Undertaken by researchers from the University of California - Los Angeles, the study suggested that the neurological factors underlying Parkinson's may be more complex than commonly believed.
The study, publishing in the journal Current Biology also, could pave the way for strategies to detect Parkinson's earlier in its course.
The led team found that as compared to healthy individuals, people with early-stage Parkinson's have difficulty with perceptual decision-making only when the sensory information before them is weak enough that they must draw on prior experiences.
When the sensory information is strong, individuals with Parkinson's are able to make decisions as well as people who are healthy.

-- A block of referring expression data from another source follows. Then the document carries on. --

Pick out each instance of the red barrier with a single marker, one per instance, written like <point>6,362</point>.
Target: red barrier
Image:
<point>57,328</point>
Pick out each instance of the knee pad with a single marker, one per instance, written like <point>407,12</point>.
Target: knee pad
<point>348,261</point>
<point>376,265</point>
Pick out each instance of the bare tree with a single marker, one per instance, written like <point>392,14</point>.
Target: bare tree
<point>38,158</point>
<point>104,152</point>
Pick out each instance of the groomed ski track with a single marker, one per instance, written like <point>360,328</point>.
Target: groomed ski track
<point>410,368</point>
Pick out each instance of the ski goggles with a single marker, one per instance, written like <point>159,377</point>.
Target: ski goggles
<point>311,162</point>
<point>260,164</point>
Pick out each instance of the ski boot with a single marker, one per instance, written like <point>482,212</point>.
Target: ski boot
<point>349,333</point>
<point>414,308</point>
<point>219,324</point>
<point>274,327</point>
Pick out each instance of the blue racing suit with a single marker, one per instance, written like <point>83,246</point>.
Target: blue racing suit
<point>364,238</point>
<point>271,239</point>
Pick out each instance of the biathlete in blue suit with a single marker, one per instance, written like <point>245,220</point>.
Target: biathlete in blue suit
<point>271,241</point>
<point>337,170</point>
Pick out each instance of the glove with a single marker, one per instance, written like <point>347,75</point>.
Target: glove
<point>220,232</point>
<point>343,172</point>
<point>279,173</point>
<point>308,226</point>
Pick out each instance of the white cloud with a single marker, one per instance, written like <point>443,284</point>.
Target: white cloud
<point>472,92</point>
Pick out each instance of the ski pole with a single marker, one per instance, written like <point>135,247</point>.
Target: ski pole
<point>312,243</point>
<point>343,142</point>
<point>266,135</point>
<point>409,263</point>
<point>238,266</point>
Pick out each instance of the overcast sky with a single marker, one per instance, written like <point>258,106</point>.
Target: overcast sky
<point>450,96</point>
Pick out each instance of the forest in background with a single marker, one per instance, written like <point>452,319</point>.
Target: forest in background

"This tells us that the problem for people with Parkinson's disease is not walking per se, but rather in generating the walking pattern without the assistance of sensory information," said study senior author Michele Basso.
"The patients with Parkinson's disease in our study were impaired only when they had to rely on memory information to guide their actions. We believe this fundamental problem of decision-making in the absence of sufficient sensory information may be what is underlying some of the movement disorder symptoms," Basso added.
The disease has no cure, although medication or surgery can relieve symptoms to a certain extent.
"Parkinson's disease has long been seen as purely a motor problem, limited mostly to a section of the brain called the basal ganglia and a neurotransmitter called dopamine that is not produced at sufficient levels," Basso noted.